Okinawa is not about lemons, it is about occupying a foreign country.
US Americans are the only nation on earth who is naive enough to believe that occupied countries like their occupyers....
………...
As for "where do you like to live?"
99,9999% of the people answering don't really KNOW more than some little information about this point on earth they think to be happy if living there. And the very rest of is wrongly extrapolating the "experience" of some weeks of holidays they had there as tourists - and are naive enough to think they have enough information to be capable to make a considrable choice....
As for me, I am an expat and live and WORK not far (Bout 1000 km) away from my own country, both are in Europe.
But even in between Europe you have enormous differences in culture and way of live, different infrastructures.
And so on. After about 12 years of living there I know well: the best place to live on earth is where your best friends Re living. Mostly, this is still in the country where you grew up and made friends for live.
Of course you make friends (I am talking about FRIENDS, not superficial people pretending to be your friends after a glass of wine or just people you know just a little bit, I am talking about REAL FRIENDS) in other countries. But your country was your country ans will stay so - in most cases. That is the reason why the vast majority of expats come back - sooner or later.
I am not an exception, I will do so as well.

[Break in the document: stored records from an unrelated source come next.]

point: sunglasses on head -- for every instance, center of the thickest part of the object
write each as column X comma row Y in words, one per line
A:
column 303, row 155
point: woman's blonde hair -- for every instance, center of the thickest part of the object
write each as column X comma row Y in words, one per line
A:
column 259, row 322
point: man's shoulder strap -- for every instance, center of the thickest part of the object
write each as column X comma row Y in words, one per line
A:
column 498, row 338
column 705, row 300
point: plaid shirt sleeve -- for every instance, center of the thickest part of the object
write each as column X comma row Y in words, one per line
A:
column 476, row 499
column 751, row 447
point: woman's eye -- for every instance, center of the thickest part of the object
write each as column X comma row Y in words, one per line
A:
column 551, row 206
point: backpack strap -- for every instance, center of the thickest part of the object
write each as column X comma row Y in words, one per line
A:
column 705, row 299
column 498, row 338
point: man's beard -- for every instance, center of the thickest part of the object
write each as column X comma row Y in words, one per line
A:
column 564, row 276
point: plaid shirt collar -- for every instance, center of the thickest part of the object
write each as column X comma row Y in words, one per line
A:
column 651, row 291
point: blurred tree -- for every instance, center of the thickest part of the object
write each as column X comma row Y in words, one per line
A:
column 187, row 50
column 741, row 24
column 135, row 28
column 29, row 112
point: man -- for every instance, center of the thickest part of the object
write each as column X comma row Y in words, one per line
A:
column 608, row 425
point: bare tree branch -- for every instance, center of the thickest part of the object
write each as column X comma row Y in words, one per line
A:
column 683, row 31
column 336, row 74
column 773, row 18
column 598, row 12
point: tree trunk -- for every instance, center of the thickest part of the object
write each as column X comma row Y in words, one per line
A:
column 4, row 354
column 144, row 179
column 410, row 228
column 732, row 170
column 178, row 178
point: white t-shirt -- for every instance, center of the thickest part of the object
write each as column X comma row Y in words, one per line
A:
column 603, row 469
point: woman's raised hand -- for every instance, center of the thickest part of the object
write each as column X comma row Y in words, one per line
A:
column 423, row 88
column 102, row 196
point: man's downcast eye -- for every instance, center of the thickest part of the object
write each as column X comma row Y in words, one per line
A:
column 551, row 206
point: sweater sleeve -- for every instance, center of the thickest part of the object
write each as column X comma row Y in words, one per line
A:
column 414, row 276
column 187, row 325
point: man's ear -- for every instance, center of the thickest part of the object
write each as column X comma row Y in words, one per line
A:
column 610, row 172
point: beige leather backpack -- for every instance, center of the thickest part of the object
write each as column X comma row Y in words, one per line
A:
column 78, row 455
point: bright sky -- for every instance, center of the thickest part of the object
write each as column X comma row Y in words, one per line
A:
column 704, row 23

I have to say I am amazed by the certainty with which you dismiss the perspectives of others, and the ease with which you choose to sit on judgement on their choices.
You don't know them, and nor can you know the sum of their lived life experiences.
Some of have posted here have undoubtedly worked abroad, lived abroad, studied abroad, as well as taken holidays abroad, and are more than perfectly capable of making such a choice for themselves. Some are introverts, and have less need of endless human interaction, while their friendships take place on a less perfervid plane, while others are extroverts and could not conceive of a life lived without their orbiting circle of friends.
Life abroad - working, and travelling, and the experiences you have there - may change you fairly fundamentally. You may find that your friends back home change in your absence, - or, acquire other compelling priorities, such as children and spouses - and that the shared past cannot substitute for, or compensate for, the looser ties of the present.
There was a time, over twenty years ago, when I saw a group of friends almost weekly. Their lives remained in my home town, mine moved to other cities, (work and study), and finally, other countries and continents, sometimes, for years at a time. Now, I may see some of them once a year. It is great to meet and catch up, but our lives have taken different directions. Now, if I were to meet them weekly, I fear I'd be bored out of my mind.